It's cheap and a bit unprofessional. It can be useful, but it's not great. I'm certainly not saying don't ever use it though - just don't ever pay someone $2000 to set it up. I have/do/will use it for some things.



Asian Blade said:


> He told me its the inexpensive way to create a shopping cart with the least fees.


Yes. So inexpensive (and easy) that paying someone else to set it up is not such a great idea.



Asian Blade said:


> He said for a higher paypal fee the shopping can all be in your site without ever leaving your website


That's not a PayPal shopping cart, that's a shopping cart that utilises PayPal as a payment processor. *Huge* difference. If he's doing the latter, it might be worthwhile. For one thing in that case it's easy to swap PayPal out for another merchant gateway at a later date if you want, without affecting your site design.

I may have misread what he intended by "online shopping cart with paypal".


----------



## AustinJeff (May 12, 2007)

eBay stores can be customized, but to make them look half-way decent actually requires more skill (so more $) than building your own site from scratch.
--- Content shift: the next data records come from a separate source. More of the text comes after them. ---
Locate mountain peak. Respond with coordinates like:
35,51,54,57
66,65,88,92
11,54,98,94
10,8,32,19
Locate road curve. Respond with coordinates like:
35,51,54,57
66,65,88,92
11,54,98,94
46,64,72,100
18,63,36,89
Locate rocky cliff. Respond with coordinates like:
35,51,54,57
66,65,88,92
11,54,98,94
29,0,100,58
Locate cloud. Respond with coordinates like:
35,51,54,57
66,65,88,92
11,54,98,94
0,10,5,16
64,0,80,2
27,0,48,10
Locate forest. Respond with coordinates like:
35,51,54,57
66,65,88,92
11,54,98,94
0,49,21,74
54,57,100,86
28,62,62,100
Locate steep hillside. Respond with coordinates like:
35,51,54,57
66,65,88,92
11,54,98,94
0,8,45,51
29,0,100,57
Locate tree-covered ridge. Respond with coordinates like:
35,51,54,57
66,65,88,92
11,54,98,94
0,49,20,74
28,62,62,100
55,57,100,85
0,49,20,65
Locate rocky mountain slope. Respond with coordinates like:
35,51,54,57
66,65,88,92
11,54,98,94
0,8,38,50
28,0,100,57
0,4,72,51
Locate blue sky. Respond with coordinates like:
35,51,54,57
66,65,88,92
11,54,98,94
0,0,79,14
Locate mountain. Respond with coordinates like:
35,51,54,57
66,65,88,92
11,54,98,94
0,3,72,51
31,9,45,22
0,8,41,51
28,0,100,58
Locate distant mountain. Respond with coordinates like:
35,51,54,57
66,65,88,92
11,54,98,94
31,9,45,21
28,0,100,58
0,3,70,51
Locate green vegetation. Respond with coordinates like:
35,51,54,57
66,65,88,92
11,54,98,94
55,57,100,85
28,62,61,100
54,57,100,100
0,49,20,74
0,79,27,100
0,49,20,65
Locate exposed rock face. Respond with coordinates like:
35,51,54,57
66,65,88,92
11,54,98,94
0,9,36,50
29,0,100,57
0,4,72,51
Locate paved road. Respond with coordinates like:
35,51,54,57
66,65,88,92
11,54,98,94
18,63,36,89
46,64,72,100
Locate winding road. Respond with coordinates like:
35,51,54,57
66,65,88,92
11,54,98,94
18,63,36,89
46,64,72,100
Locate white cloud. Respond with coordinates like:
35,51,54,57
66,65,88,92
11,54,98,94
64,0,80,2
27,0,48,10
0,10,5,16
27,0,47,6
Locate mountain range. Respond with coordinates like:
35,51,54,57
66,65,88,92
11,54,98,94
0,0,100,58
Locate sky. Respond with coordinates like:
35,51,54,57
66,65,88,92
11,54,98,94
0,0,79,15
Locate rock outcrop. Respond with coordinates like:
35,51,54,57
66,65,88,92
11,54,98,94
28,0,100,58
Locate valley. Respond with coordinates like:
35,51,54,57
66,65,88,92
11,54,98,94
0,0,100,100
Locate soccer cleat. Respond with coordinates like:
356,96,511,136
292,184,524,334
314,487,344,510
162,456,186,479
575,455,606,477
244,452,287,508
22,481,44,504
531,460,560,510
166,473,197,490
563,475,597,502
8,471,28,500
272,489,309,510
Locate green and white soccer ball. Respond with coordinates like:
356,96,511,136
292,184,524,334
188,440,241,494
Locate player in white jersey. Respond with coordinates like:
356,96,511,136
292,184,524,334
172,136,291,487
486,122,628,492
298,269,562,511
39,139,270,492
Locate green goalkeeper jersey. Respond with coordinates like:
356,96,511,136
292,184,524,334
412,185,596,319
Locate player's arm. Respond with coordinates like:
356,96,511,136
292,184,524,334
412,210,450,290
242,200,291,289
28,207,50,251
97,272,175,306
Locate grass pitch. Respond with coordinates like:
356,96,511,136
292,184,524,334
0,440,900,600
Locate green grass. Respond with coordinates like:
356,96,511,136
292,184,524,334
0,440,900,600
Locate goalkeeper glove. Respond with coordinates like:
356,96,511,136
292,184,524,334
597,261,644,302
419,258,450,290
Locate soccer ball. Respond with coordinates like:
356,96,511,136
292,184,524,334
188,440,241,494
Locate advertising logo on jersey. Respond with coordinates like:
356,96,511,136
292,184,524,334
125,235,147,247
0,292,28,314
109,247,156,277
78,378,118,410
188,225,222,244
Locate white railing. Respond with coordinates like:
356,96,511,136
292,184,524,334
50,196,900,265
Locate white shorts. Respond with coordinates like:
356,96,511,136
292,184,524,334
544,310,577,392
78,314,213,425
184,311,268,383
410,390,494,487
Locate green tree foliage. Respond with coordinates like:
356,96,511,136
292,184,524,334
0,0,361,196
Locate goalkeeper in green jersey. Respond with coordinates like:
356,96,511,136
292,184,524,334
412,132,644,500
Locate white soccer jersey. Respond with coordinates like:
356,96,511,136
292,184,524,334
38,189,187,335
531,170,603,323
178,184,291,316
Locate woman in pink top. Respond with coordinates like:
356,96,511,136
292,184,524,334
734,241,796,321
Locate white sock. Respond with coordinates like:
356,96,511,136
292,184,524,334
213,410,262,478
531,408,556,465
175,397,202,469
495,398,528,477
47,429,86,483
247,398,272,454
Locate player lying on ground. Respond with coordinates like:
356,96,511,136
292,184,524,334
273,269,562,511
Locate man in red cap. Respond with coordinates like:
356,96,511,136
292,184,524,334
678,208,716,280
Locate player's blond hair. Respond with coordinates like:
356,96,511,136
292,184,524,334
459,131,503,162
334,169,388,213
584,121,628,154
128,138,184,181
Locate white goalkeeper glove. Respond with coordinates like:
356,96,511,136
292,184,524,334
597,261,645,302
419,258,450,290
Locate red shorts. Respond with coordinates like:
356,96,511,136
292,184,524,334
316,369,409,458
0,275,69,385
It is also VERY difficult to get good search engine placement with an eBay store. And they take 10% off the top.

Personally, I think an eBay store can be a good to run _in addition_ to a regular website, for some business models. You can use the eBay store primarily as a marketing tool to bring people into your independent website.

I would recommend checking out Big Cartel. You design your site online. It uses Paypal to process payments. I run a few free sites there, and I think it's really nice. They also have inexpensive pay services that allow you to carry more products and customize the site more. It's a great way to get started, at the least.


----------



## badalou (Mar 19, 2006)

Here is a test site that my friend Dan did to show one forum member what he can do for him:

quicktees.x10hosting.com/store/index.php

I think this would be under $1000. Dan does great work.


----------